Conclusions Once-daily inhaled DRCFI demonstrated potent antipseudomonal microbiological efficacy in adults with non-CF bronchiectasis and ciprofloxacin-sensitive P aeruginosa. In this modest-sized phase II study, DRCFI was also well tolerated and delayed time to first pulmonary exacerbation in the per protocol population.
What is the key question?
Does the once-daily inhalation of a dual release liposomal ciprofloxacin formulation reduce airway bacterial load in non-cystic fibrosis bronchiectasis subjects with at least one ciprofloxacin-sensitive Pseudomonas aeruginosa bacterial strain, without tolerability issues?
What is the bottom line?
Dual release ciprofloxacin for inhalation appeared well tolerated and resulted in large reductions in airway P aeruginosa bacterial load.
Why read on?
In the per protocol population, dual release ciprofloxacin for inhalation also delayed time to first pulmonary exacerbation, a key secondary outcome measure.
Non-cystic fibrosis (CF) bronchiectasis remains a condition for which there are few therapies of proven benefit and no licensed therapies to date. The need for well-designed randomised-controlled trials to inform clinical management is a priority. Pulmonary Pseudomonas aeruginosa infection in non-CF bronchiectasis is associated with worse quality of life,1 more pulmonary exacerbations2 and more rapid lung function decline.3 The direct delivery of antipseudomonal antibiotics to the respiratory tract of these subjects by inhalation represents a logical treatment paradigm and the proven efficacy of this approach in CF4 provides an appealing blueprint. However, prior attempts to translate proven CF therapies into non-CF bronchiectasis have been unsuccessful to date. Neither recombinant human DNase I nor tobramycin solution for inhalation (TSI/ TOBI) improves clinical outcomes in this patient population.5 ,6
In spite of microbiological efficacy in non-CF bronchiectasis, inhaled TOBI increases respiratory adverse events (AEs).6 This uncoupling of microbiological and clinical efficacy has been reproduced in another randomised-controlled study of TOBI7 and poor tolerability confirmed in other studies of both TOBI8 and alternative tobramycin solutions.9 The poor tolerability of inhaled aminoglycoside antibiotics in non-CF bronchiectasis may relate to high concentrations of antibiotic contacting the airways during inhalation and the better outcomes reported with low dose nebulised gentamicin in a recent study seem to support this.10
Liposomal encapsulation of inhaled antibiotics may improve tolerability without sacrificing microbiological efficacy by minimising the amount of free antibiotic in direct contact with the airway during inhalation and yet still releasing adequate drug dose to the lower airways. Dual release ciprofloxacin for inhalation (DRCFI, Pulmaquin; Aradigm Corporation, Hayward, California, USA) is a mixture of liposomal and free ciprofloxacin. This formulation has been developed with a view to optimising airway delivery characteristics, being distinguished by both an immediate effective dose (free component) and sustained delivery over 24 h (liposome-encapsulated component).
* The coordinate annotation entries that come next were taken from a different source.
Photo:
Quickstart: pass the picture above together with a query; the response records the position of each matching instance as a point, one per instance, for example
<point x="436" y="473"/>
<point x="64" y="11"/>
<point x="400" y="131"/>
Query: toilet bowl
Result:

Preclinical studies have confirmed favourable pharmacokinetic characteristics of inhaled liposomal ciprofloxacin. In animal models, the liposomal component has a lung clearance half life after inhalation of approximately 12 h11 (compared with approximately 1 h for free ciprofloxacin)12 supporting once-daily dosing. Additionally, inhalation of liposomal ciprofloxacin has demonstrated superior efficacy to unencapsulated ciprofloxacin in a murine model of lethal pulmonary Francisella Tularensis infection.12 Human studies of DRCFI confirm a systemic half life of approximately 10 h and sputum ciprofloxacin concentrations persistently above 20 μg/g out to 22 h.13 A comprehensive programme of phase I and II studies (comprehensively reviewed in14) suggest optimal pharmacokinetic properties and microbiological efficacy of the DRCFI formulation and dose evaluated in the current study.
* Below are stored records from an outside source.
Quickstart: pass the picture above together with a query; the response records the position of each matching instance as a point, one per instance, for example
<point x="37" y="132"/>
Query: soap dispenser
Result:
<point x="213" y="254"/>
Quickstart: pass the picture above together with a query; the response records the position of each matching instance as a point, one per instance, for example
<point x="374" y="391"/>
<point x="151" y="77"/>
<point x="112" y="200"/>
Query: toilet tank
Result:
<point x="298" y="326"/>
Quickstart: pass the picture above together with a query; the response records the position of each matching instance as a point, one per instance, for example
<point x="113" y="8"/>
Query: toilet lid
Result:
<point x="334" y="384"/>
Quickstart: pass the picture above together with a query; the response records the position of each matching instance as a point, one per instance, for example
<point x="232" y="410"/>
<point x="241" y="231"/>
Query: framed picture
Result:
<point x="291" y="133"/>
The primary objective of ORBIT-2 (Once daily Respiratory Bronchiectasis Inhalation Treatment), a 24-week, phase II efficacy and safety study, was to evaluate the microbiological efficacy of 28 days of inhaled DRCFI. The total study duration of 24 weeks was selected to provide the opportunity to assess safety, tolerability and generate pulmonary exacerbation data. Given the increased risk of respiratory AEs demonstrated previously with inhaled therapies in non-CF bronchiectasis,5–9 subjects reaching the pulmonary exacerbation endpoint were discontinued from further exposure to trial medication (but remained in the study) to mitigate any possibility of a similar experience with DRCFI.
See the online data supplement for full details relating to all methods.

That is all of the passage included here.